Tra la fine di settembre e l’inizio di ottobre, l’onda lunga del fallimento di Lehman, travolge anche il vecchio continente. Il 28 settembre i governi del Benelux acquistano il 49% del capitale di Fortis, l’Inghilterra nazionalizza Bradford & Bingley e la Germania organizza un piano di salvataggio per Hypo Real Estate.
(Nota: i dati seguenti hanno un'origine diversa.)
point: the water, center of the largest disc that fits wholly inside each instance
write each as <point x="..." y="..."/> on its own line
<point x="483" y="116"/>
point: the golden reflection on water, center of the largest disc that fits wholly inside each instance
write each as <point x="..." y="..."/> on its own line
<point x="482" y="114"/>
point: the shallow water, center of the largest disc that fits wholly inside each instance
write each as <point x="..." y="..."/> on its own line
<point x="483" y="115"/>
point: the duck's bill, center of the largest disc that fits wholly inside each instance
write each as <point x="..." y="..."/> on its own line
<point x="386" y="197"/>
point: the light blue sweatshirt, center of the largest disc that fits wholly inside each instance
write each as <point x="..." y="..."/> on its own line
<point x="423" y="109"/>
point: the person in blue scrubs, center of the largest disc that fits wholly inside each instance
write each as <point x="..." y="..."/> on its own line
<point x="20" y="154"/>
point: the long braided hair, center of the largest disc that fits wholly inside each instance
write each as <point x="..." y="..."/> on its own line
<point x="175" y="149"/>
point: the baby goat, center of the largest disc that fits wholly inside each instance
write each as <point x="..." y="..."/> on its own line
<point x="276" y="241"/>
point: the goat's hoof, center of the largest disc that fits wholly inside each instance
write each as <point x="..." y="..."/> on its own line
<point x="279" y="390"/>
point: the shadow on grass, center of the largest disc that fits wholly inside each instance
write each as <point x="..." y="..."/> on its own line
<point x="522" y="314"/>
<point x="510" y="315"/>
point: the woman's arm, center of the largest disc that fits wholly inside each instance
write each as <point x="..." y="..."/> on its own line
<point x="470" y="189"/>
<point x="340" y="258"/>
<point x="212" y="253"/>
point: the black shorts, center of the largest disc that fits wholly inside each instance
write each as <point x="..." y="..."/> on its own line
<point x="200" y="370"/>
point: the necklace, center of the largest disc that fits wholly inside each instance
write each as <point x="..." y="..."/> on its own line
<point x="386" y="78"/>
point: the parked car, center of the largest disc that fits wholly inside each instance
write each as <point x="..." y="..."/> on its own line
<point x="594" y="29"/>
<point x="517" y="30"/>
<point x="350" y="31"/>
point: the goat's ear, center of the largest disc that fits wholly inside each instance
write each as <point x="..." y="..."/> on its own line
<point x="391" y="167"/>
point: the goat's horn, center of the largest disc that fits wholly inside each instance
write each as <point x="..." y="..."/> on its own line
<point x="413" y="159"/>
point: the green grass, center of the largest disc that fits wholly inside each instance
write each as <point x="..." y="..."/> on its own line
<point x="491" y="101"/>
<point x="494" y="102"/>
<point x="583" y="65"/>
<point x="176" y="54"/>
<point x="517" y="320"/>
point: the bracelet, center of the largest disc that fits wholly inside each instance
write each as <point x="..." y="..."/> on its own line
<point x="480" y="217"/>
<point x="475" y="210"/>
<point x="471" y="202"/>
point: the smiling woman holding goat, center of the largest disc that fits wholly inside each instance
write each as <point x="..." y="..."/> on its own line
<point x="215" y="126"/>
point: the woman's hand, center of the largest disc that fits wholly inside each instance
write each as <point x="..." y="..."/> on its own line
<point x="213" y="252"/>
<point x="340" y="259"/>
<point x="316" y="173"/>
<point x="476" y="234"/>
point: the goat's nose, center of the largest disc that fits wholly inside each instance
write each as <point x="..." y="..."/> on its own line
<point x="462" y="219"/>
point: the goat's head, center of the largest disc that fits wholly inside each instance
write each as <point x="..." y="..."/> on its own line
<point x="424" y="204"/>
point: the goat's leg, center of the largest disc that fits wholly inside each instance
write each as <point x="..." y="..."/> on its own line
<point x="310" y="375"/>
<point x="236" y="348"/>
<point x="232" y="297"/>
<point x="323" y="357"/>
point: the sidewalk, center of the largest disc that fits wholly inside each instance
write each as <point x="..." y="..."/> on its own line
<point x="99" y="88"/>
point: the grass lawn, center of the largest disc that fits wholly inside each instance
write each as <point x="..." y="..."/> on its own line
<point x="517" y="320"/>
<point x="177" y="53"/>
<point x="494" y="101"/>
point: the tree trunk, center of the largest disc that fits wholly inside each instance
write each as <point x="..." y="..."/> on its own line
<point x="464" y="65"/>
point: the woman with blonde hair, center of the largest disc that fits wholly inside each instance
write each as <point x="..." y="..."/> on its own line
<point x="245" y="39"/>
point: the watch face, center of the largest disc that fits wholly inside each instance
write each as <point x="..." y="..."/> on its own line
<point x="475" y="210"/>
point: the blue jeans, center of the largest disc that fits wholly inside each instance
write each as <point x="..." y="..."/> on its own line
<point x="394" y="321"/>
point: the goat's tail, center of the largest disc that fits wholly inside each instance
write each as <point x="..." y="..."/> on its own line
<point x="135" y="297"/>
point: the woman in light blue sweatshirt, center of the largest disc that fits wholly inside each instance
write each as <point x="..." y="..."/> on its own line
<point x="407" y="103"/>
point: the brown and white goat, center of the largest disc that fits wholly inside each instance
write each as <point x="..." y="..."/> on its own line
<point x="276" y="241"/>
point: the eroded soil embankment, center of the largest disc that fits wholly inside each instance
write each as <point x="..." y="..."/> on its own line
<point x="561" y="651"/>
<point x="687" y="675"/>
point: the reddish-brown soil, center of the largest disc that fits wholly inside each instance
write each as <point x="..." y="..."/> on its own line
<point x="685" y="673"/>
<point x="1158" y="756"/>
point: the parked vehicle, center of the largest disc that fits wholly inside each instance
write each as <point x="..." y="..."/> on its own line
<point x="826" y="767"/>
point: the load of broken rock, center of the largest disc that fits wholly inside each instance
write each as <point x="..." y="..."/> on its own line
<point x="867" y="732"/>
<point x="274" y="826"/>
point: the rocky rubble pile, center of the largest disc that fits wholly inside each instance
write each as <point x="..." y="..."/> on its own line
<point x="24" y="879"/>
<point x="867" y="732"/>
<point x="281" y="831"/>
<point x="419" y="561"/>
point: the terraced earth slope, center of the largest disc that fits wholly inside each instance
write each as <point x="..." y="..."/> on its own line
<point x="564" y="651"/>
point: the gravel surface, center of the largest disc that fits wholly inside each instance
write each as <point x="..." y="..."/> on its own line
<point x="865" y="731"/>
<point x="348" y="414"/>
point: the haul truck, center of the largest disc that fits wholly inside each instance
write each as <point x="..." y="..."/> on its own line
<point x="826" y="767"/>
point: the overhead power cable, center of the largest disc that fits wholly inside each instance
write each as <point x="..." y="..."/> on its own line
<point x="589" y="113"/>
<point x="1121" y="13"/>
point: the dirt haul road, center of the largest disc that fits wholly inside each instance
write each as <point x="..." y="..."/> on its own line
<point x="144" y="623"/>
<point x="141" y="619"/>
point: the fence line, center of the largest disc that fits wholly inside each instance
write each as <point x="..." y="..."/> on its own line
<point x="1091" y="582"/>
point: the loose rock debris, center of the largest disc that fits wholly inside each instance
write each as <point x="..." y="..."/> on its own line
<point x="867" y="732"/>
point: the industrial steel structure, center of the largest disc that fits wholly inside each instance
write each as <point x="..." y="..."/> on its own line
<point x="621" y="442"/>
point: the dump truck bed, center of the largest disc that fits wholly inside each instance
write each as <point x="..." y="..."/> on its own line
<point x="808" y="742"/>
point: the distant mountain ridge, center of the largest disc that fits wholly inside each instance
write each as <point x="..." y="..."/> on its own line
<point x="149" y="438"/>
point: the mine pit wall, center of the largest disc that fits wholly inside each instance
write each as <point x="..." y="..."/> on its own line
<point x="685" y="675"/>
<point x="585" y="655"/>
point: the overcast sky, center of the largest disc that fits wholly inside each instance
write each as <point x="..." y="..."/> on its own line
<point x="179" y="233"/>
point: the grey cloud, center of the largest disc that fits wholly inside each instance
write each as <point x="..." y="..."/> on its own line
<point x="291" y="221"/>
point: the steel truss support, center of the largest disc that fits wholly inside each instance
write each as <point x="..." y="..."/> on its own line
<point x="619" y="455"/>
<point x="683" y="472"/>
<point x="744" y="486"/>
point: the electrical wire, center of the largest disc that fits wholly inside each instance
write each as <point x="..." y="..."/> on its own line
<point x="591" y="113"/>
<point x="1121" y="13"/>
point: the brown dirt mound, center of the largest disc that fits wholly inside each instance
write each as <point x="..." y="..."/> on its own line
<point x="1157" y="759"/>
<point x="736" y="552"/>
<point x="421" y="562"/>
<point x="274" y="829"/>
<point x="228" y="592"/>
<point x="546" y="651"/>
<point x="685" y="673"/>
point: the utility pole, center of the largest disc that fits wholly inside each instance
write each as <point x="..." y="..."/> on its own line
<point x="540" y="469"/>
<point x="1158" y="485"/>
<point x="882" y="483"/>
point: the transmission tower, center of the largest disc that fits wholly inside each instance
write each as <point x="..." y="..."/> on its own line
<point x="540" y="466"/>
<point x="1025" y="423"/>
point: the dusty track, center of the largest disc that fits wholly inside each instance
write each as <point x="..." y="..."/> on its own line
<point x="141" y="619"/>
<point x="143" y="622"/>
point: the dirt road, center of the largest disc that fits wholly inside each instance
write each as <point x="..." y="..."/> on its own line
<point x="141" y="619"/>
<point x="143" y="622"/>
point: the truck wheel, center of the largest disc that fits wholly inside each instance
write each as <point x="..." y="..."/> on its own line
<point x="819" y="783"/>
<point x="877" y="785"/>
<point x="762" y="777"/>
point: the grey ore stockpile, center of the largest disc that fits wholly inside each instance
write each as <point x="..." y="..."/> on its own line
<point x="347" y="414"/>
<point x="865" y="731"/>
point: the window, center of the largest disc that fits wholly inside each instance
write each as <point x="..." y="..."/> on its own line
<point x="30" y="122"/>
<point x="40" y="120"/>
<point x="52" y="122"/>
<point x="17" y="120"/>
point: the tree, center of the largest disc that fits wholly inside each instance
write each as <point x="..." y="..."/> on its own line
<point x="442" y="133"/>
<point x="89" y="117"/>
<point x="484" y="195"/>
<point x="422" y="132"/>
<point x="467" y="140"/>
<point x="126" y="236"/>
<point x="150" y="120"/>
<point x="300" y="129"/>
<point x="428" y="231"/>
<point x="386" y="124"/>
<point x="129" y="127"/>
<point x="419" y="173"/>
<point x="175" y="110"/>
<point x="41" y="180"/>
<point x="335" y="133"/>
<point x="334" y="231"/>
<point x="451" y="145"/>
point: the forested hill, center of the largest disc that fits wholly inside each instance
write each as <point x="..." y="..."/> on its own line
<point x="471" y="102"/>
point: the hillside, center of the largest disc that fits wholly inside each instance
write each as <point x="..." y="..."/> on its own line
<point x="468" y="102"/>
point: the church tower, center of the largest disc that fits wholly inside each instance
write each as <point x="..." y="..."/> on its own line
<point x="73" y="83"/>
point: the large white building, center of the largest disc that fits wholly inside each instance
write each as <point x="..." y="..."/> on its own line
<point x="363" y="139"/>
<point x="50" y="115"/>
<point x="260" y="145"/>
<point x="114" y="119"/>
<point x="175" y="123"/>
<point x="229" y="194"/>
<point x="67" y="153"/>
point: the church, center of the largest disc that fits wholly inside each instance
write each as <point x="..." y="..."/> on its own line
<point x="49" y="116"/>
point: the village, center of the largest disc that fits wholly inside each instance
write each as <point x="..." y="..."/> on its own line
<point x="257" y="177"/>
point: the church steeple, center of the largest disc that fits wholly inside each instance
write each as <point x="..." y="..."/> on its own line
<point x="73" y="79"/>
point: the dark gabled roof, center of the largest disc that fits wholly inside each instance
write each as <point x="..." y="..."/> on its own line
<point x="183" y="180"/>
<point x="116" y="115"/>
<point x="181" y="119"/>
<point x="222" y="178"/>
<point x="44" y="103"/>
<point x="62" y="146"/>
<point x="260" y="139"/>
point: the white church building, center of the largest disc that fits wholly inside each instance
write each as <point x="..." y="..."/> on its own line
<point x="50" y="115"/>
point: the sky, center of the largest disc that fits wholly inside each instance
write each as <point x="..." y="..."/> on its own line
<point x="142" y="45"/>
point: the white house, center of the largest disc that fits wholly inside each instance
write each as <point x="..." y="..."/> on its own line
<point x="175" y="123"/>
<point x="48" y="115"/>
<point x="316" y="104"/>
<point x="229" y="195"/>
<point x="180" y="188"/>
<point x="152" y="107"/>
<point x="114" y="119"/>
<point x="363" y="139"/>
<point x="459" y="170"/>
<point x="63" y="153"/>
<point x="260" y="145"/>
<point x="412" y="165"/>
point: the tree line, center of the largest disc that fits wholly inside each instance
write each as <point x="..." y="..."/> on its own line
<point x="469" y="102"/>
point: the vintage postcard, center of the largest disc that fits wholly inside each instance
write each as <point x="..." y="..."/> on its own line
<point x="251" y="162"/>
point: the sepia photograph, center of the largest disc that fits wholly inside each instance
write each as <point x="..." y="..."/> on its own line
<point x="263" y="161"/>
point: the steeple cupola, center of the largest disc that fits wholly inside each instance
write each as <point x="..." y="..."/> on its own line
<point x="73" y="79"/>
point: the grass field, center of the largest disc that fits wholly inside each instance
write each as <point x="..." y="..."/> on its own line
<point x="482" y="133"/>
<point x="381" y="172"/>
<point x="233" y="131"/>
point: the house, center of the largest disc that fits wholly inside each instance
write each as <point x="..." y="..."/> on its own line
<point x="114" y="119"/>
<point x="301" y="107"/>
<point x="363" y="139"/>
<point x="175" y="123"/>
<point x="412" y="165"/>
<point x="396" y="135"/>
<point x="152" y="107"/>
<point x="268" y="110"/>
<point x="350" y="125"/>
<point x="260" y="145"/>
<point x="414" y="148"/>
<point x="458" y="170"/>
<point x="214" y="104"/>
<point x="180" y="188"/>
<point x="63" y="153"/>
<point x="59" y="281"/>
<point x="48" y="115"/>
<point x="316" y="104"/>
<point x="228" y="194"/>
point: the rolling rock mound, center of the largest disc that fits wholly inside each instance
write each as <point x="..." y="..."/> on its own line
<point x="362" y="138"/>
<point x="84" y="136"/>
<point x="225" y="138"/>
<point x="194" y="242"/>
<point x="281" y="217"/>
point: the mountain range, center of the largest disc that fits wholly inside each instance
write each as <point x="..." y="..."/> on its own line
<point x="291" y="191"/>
Il giorno dopo, la situazione peggiora ulteriormente e l’Islanda nazionalizza la banca Glitnir, l’Irlanda si impegna a garantire tutte la passività del sistema bancario fino al 2010 e Dexia riceve un prestito di €6 miliardi da Belgio e Francia. L’incertezza sulla qualità dei bilanci bancari si diffonde tra gli operatori (cfr. grafico 7) e il mercato interbancario si paralizza. L’euribor a 3 mesi supera il 5% e, anche se con intensità diverse, si riducono ulteriormente i tassi sui titoli governativi europei e statunitensi (cfr. grafico 8).

 

Arrivano quindi le prime risposte concrete da parte dei policymakers. Il 3 ottobre viene definitivamente approvato il piano Paulson, mentre l’8 ottobre le principali banche centrali (tra cui BCE, Bank of England e Bank of Canada), con un azione coordinata senza precedenti nella storia della politica monetaria internazionale, su impulso della Fed tagliano di 50 punti base i rispettivi tassi di riferimento. Lo stesso giorno il governo inglese annuncia un piano per nazionalizzare un’ampia fetta del suo sistema bancario con un intervento per oltre 460 miliardi di euro. Pochi giorni dopo, l’Ecofin, su invito di Nicolas Sarkozy, si riunisce d’urgenza a Parigi per concordare garanzie aggiuntive su depositi e obbligazioni bancarie. Queste iniziative calmano parzialmente le acque, ma i problemi si spostano rapidamente alle economie dell’Est. Il 24 ottobre i mercati valutari riportano pesanti svalutazioni e il Fondo Monetario Internazionale deve intervenire a sostegno di Ungheria, Ucraina e Islanda con un prestito pari a circa il 10% del loro Pil. Mentre in Europa le tensioni diminuisco, alla fine di novembre, l’attenzione si sposta nuovamente degli States e in particolare sul colosso finanziario Citigroup che, in pochi giorni, perde l’80% del suo valore azionario a causa della forte esposizione su obbligazioni CDO. Il fallimento della banca più grande al mondo viene scongiurato da un intervento coordinato da parte di Fed, FDIC e Tesoro che sottoscrivono un aumento di capitale e forniscono ulteriori garanzie su titoli "tossici" in possesso della banca statunitense.

 

Gli interventi straordinari attuati da banche centrali e governi di tutto il mondo hanno consentito un parziale rientro nelle tensioni sui mercati internazionali anche se il grado di incertezza rimane ancora molto alto.



grafici_1-8_dapice.jpg
























































(1) Gli indici ABX.HE riportano il prezzo delle obbligazioni Mortgage-backed securities (Mbs) garantite da mutui subprime sulla base della data di emissione e del rating ricevuto. Per esempio, l’indice ABX.HE.BBB 07-01 traccia il valore medio di 20 obbligazioni Mbs subprime emesse nel primo semestre del 2007 e che hanno ricevuto un rating BBB.

 

(2) Ben Bernanke, in seguito, dirà che la Fed non è intervenuta a sostegno di Lehman per l’impossibilità di stimare il costo complessivo del salvataggio a causa dell’elevata complessità degli strumenti finanziari presenti nel bilancio della banca d’affari.

 

(3) Questo indicatore, che negli anni precedenti la crisi ha registrato valori compresi tra 10 e 50 punti base, viene spesso utilizzato per misurare il grado di disponibilità delle banche a prestarsi fondi sul mercato interbancario e, anche se il grado di liquidità delle due componenti dello spread è leggermente diverso, il rischio di credito specifico del settore bancario.